Why do Java people frequently consume exceptions silently?
I have always thought, that's similar to the following scenario:
"A man gets shot.
He holds his breath and has enough strength to take a bus.
10 miles later the man gets off of the bus, walks a couple of blocks and dies."
When the police gets to the body, they don't have a clue of what has just happened. They may have eventually but it is much harder.
Better is:
"A man gets shot and he dies instantly, and the body lies exactly where the murder just happened."
When the police arrives, all the evidence is in place.
If a system is to fail, better is to fail fast
Addressing the question:
- Ignorance.
-
+
- Sloth
EDIT:
Of course, the catch section is useful.
If something can be done with the exception, that's where it should be done.
Probably that is NOT an exception for the given code, probably it is something that is expected ( and in my analogy is like a bulletproof jacket, and the man was waiting for the shot in first place ).
And yes, the catch could be used to Throw exceptions appropriate to the abstraction
Usually that is due to the IDE offering a helpful 'quick fix' that wraps the offending code in a try-catch block with that exception handling.

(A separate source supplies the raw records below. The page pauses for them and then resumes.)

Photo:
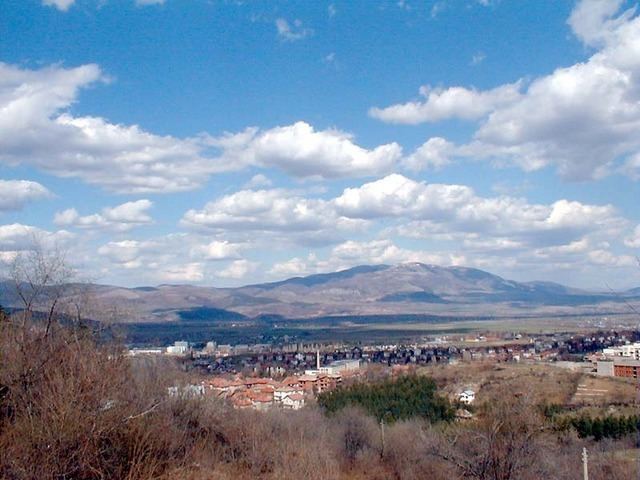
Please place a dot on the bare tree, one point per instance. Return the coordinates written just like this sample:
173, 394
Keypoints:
40, 277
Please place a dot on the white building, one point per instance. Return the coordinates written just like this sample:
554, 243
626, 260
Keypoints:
340, 367
467, 397
630, 351
178, 348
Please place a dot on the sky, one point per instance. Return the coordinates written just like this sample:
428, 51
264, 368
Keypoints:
223, 143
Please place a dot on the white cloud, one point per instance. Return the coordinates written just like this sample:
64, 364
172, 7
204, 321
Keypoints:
142, 3
18, 237
434, 153
15, 194
184, 273
292, 32
217, 250
125, 252
36, 129
258, 180
477, 58
582, 119
606, 258
121, 218
237, 270
452, 102
633, 240
62, 5
274, 210
592, 20
302, 151
435, 208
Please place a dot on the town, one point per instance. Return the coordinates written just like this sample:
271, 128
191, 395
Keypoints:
263, 376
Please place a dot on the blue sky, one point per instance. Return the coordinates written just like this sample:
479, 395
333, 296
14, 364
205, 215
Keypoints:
227, 142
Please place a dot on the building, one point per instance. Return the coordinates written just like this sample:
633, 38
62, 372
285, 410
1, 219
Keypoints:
144, 351
623, 367
631, 350
467, 397
178, 348
340, 367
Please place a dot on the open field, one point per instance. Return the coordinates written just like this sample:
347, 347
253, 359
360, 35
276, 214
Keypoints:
357, 330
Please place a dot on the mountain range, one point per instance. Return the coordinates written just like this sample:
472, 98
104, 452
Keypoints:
408, 288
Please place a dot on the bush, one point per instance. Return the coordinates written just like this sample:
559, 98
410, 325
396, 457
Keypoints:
392, 400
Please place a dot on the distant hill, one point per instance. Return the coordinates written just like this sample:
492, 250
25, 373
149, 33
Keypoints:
403, 289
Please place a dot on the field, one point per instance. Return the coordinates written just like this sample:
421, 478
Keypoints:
365, 329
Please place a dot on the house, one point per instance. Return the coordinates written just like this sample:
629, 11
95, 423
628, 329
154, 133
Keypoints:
295, 401
467, 397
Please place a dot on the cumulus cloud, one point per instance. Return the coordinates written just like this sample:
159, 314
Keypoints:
633, 240
121, 218
434, 153
142, 3
217, 250
435, 208
302, 151
62, 5
582, 119
15, 194
36, 129
17, 237
445, 103
292, 32
274, 210
237, 270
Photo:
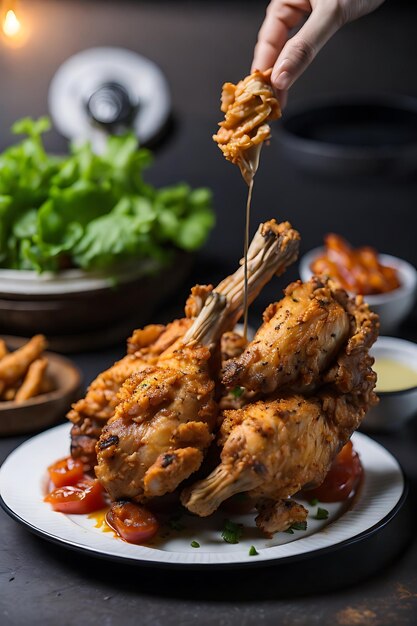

The idea is that you actually DO something, but lazy developers don't.
This is bad form, no doubt.
This is a classic straw man argument. printStackTrace()
is a debugging aid. If you saw it on a blog or in a magazine it was because the writer was more interested in illustrating a point other than exception handling. If you saw it in production code, the developer of that code was ignorant or lazy, nothing more. It shouldn't be held up as an example of common practice in the "java world".
- Java forces you to handle all Exceptions explicitly. If a method that your code calls is declared to throw FooException and BarException your code MUST handle (or throw) those exceptions. The only exception to this is RuntimeException, which is silent like a ninja.
- Lots of programmers are lazy (myself included), and it's very easy to just print the stack trace.